More than 15 hours after the airstrikes, the fate of Safieddine and those who were meeting with him “in the deepest shelters,” as the Israelis described it, remains unclear. Hezbollah did not issue an official statement.

The Israeli military said: “We are still assessing the damage caused by the airstrikes that targeted Hezbollah’s intelligence headquarters in Beirut.”

Israel’s pursuit of Hezbollah extended on Friday morning to cutting off the main artery that connects Lebanon to Syria.

Less than 24 hours after Israel warned Lebanon not to use the Masnaa border crossing for Hezbollah military purposes, Israeli warplanes struck the Lebanese side of the land beyond the police post, creating a deep crater that cut off the road in both directions, completely disrupting traffic.

Thousands of Lebanese and Syrian civilians have fled to Syria to escape the war.

According to security reports, the Israeli military shelled “a Hezbollah tunnel on the border between Syria and Lebanon,” but the report has not been confirmed by either side.

Lebanese Minister of Public Works Ali Hamieh said that the Israeli raid “landed inside Lebanese territory, creating a four-meter-wide crater.”

Reporters in Bekaa said that “warplanes launched three missiles.”

People crossing the border, including women and children, were stuck on the road between the two border points for hours, which forced them to continue their journey on foot.

The Israeli military had previously bombed the Matraba border crossing between Syria and Lebanon in Hermel.

There are six legal crossings between Lebanon and Syria, in addition to dozens of illegal crossings used for smuggling and by Hezbollah.

Israeli raids on Beirut’s southern suburb, southern Lebanon and northern Bekaa continued on Friday, reaching flea markets in Tarya and blocking the main road that connects the village to its neighborhoods.

The raids also targeted Hermel, the surroundings of the Lebanese University in Beirut’s southern suburb, and a warehouse adjacent to Beirut’s airport, without affecting air traffic.

The Israeli military instructed on Friday the residents of over 20 villages in southern Lebanon to evacuate immediately and head north of Al-Awali River.

The warnings created a state of shock among residents, some of whom refused to evacuate and remained in their houses.

In Qlayaa, Father Pierre Al-Rahi of the St. George’s Maronite Church urged residents “not to leave the village despite the threats.

He said: “We are peaceful citizens and there are no military movements or facilities in our area.

“We took a final decision to protect our village from the entry of weapons and we promise not to leave.”

Rmeish — a predominantly Christian village on the southern border — was subject to Israeli hostilities for the first time.

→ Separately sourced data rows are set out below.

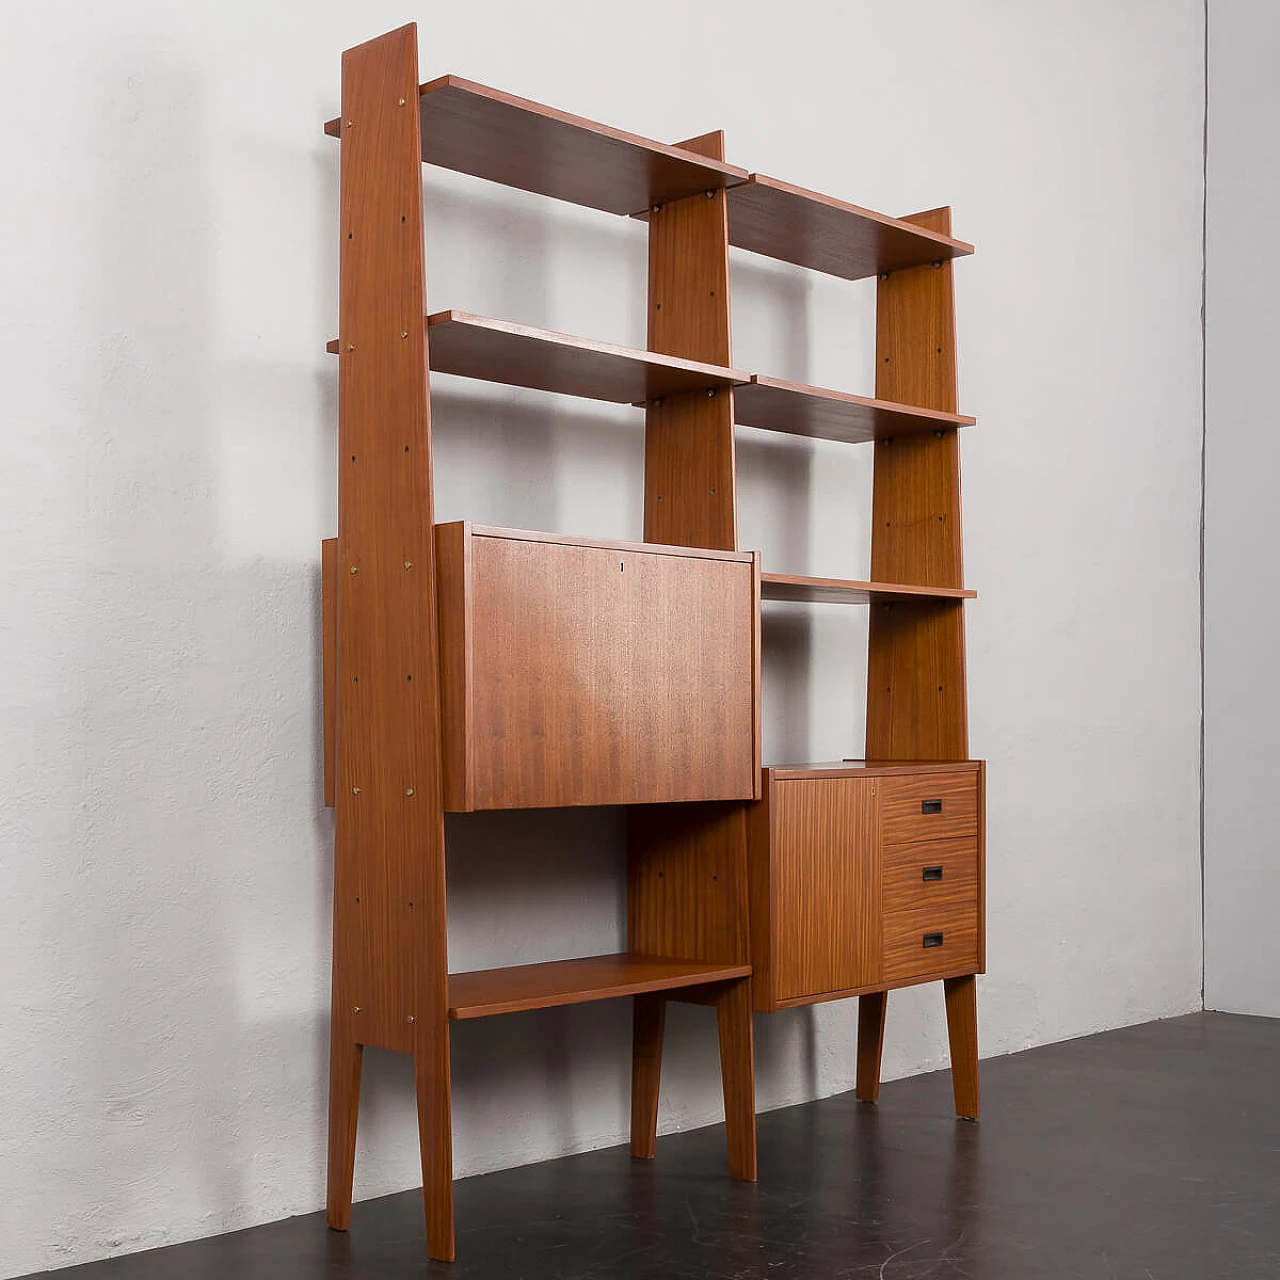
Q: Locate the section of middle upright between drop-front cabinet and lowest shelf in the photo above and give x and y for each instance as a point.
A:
(687, 881)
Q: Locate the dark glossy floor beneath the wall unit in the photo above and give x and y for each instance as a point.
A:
(1151, 1153)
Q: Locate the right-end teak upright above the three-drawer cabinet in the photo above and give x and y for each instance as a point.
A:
(917, 706)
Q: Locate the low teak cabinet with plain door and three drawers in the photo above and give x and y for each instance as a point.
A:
(865, 877)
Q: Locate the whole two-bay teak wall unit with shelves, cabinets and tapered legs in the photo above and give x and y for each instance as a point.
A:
(469, 668)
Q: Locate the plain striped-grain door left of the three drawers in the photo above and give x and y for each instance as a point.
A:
(828, 863)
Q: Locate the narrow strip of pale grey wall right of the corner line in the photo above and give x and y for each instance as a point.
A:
(1242, 612)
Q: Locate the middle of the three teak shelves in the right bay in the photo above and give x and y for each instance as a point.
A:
(774, 405)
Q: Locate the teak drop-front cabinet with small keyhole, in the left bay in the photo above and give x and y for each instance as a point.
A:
(602, 675)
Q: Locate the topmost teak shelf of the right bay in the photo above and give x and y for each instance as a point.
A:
(797, 226)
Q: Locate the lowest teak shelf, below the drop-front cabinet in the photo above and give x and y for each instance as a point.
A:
(575, 982)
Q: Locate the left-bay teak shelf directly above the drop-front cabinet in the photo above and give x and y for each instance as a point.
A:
(518, 355)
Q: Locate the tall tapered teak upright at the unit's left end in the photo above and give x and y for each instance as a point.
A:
(391, 973)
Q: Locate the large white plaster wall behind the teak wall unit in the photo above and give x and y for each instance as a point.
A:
(168, 269)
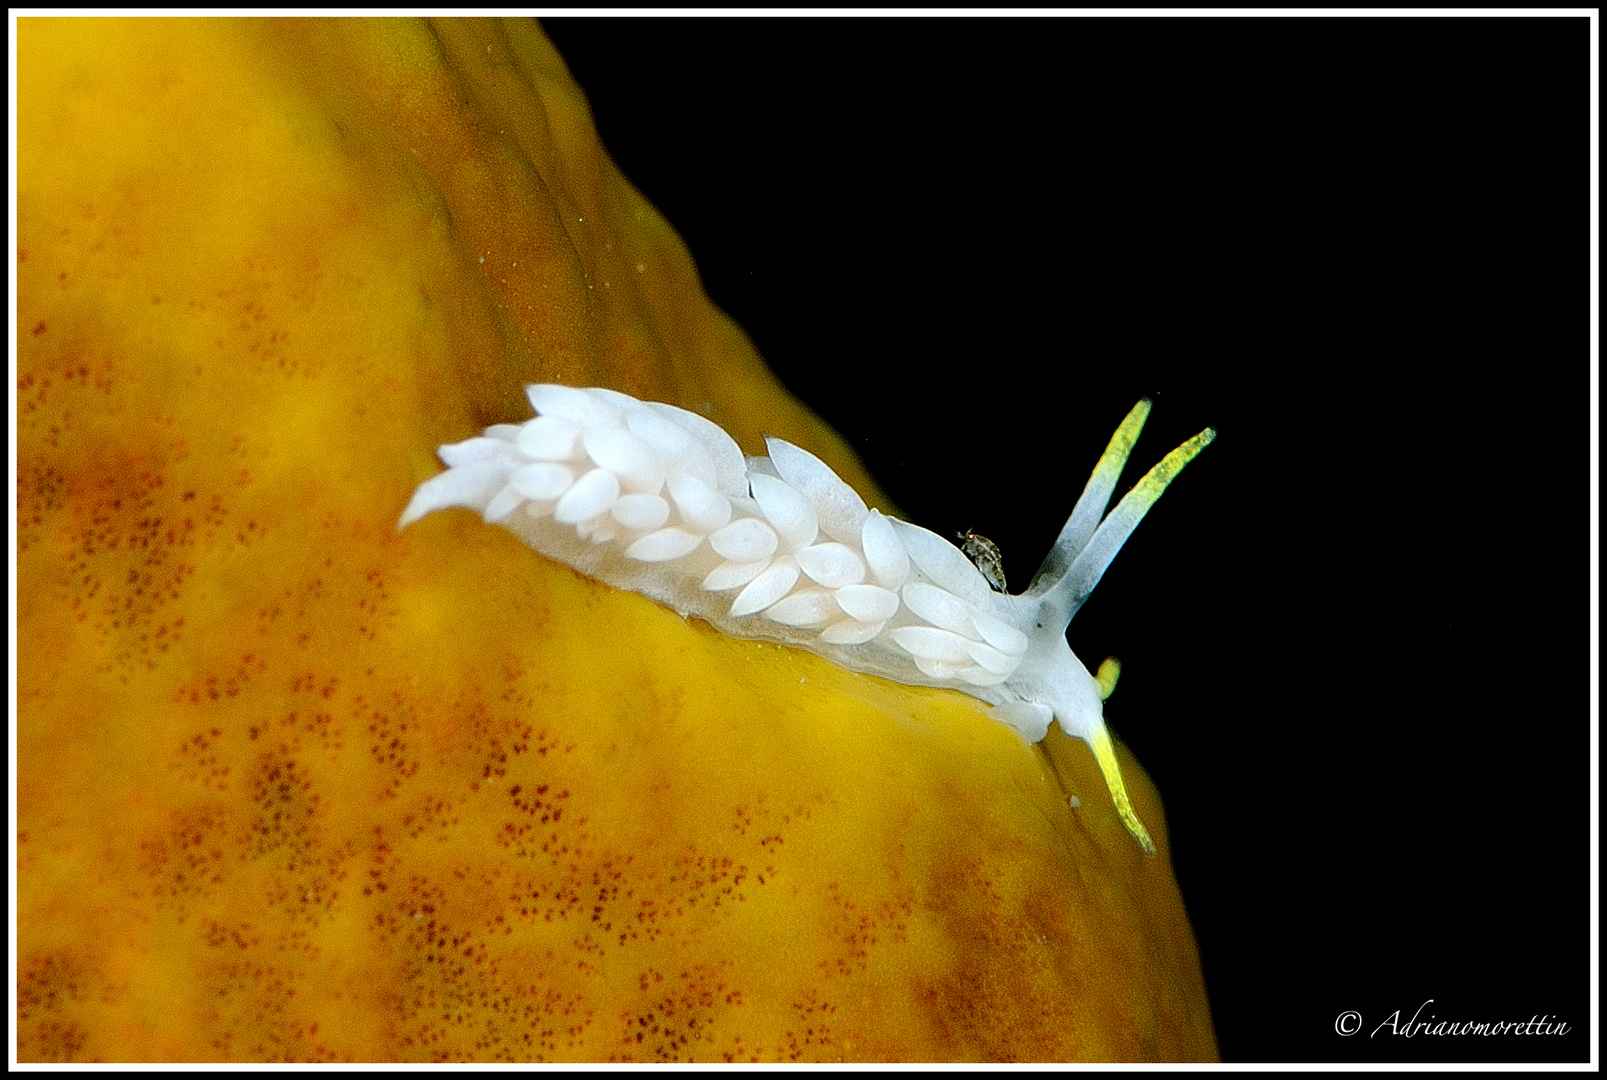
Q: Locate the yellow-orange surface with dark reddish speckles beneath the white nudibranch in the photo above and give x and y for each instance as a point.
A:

A crisis cell was established next to Beirut’s port to provide shelters for displaced people in the areas of Keserwan and Mount Lebanon.

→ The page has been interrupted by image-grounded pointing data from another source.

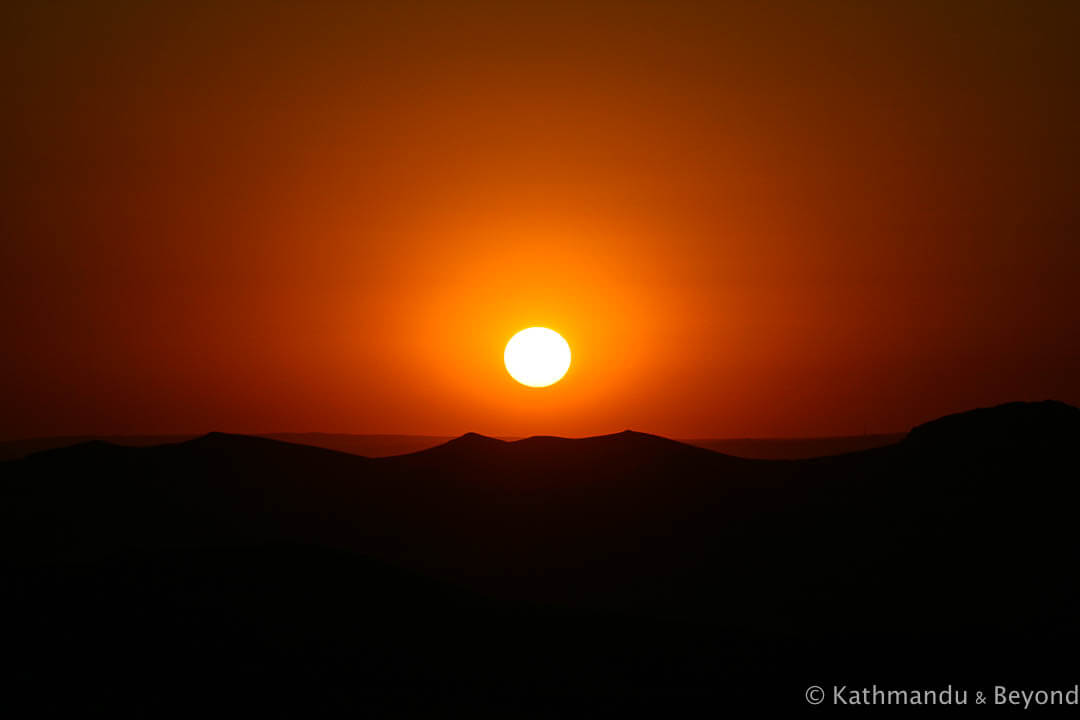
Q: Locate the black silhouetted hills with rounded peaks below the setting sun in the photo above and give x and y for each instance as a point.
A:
(602, 577)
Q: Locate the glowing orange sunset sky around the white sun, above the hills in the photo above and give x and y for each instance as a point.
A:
(823, 219)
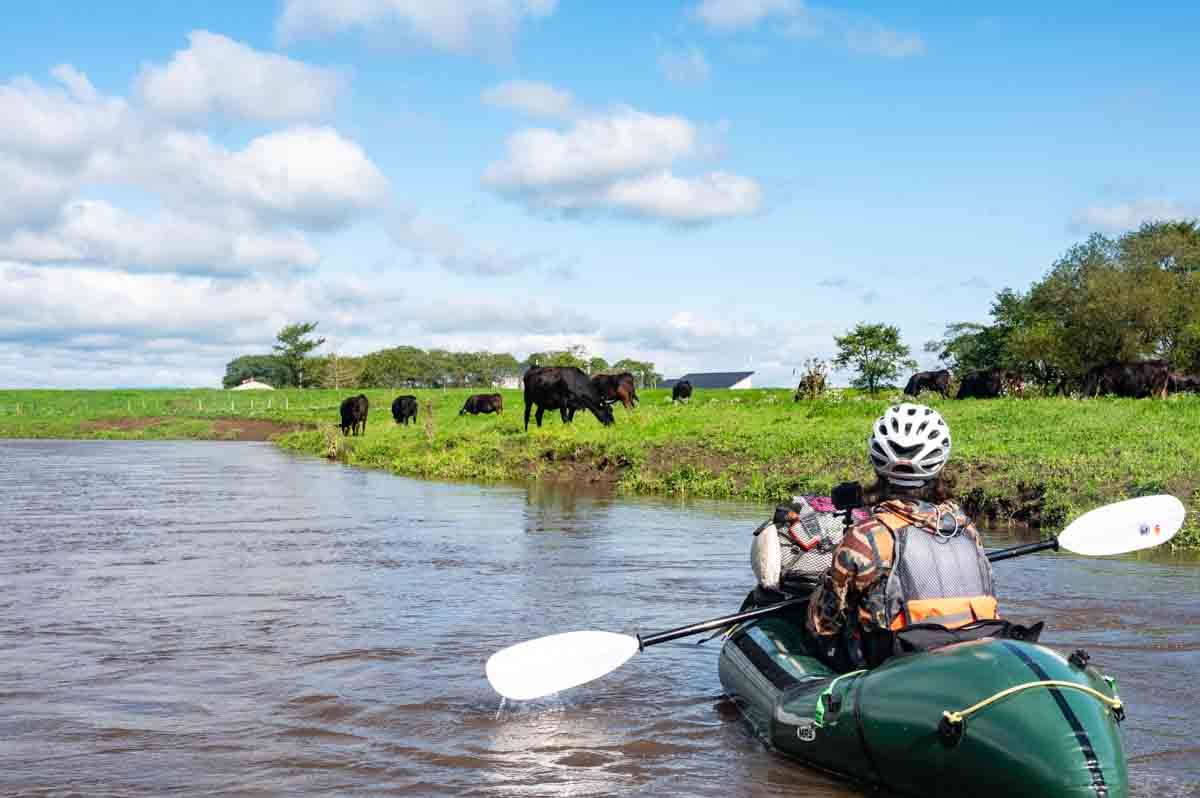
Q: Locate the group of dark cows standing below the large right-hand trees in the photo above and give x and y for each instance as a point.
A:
(1137, 380)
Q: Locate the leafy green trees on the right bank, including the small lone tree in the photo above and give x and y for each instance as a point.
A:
(1124, 299)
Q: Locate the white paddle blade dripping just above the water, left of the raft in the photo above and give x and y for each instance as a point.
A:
(539, 668)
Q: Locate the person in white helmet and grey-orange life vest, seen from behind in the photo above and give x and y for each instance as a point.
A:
(919, 560)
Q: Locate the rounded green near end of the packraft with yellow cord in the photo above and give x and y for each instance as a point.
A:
(1039, 741)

Hezbollah announced that it carried out several operations against Israeli military posts, including “bombing Krayot, north of Haifa, with a rocket salvo, and the Ilaniya base.”

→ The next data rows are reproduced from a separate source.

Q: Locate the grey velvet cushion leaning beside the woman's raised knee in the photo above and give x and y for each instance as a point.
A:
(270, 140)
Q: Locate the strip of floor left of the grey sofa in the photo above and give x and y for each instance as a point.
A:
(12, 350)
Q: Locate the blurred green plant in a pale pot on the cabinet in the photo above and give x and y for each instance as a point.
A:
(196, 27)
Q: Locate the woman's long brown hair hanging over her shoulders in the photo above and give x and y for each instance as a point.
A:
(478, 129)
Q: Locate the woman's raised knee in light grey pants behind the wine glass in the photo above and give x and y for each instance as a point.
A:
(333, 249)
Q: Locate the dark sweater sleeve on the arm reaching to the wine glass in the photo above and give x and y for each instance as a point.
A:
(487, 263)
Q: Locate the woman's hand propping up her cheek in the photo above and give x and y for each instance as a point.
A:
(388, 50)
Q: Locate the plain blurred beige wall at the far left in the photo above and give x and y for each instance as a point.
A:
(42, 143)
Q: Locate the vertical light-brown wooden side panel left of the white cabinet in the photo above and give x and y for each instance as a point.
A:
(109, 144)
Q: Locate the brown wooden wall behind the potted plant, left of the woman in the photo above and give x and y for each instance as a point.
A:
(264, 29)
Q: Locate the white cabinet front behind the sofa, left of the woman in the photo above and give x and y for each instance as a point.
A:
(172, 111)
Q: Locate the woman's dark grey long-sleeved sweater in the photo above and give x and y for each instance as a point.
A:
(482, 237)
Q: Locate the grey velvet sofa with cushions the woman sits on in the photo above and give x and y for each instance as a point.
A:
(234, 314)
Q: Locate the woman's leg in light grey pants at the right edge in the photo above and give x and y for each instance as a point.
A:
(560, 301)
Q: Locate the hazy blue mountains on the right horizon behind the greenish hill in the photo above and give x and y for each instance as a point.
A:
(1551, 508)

The militant group also targeted “artillery emplacements in south of Kiryat Shmona, and a Merkava in the surroundings of Malkia with a guided missile.”

Israel’s Army Radio reported that “about 60 missiles were launched from Lebanon toward Israel since the morning.”

The Israeli military published footage of their incursion into the Lebanese border village of Kfarkila, where it found “dozens of weapons left behind by Hezbollah.”

The militant group, however, doubted the authenticity of the footage.

Iranian Foreign Minister Abbas Araghchi arrived in Beirut on a diplomatic mission having received special permission.

Last week, Lebanon prohibited an Iranian plane from landing due to Israel’s direct threats to Beirut air traffic control tower.

Araghchi held several meetings with a number of officials, affirming that “Iran stands with Lebanon and Hezbollah.”

He said: “We aren’t planning on continuing this war unless Israel decided to continue its hostilities.

“If the Israeli side took any measures against us, we will respond, and our response will be fully appropriate and studied.”

Araghchi noted that the Iranian attack against Israel “was an act of self-defense and in response to the attacks on Iranian interests,” adding that “we only hit military and security posts.”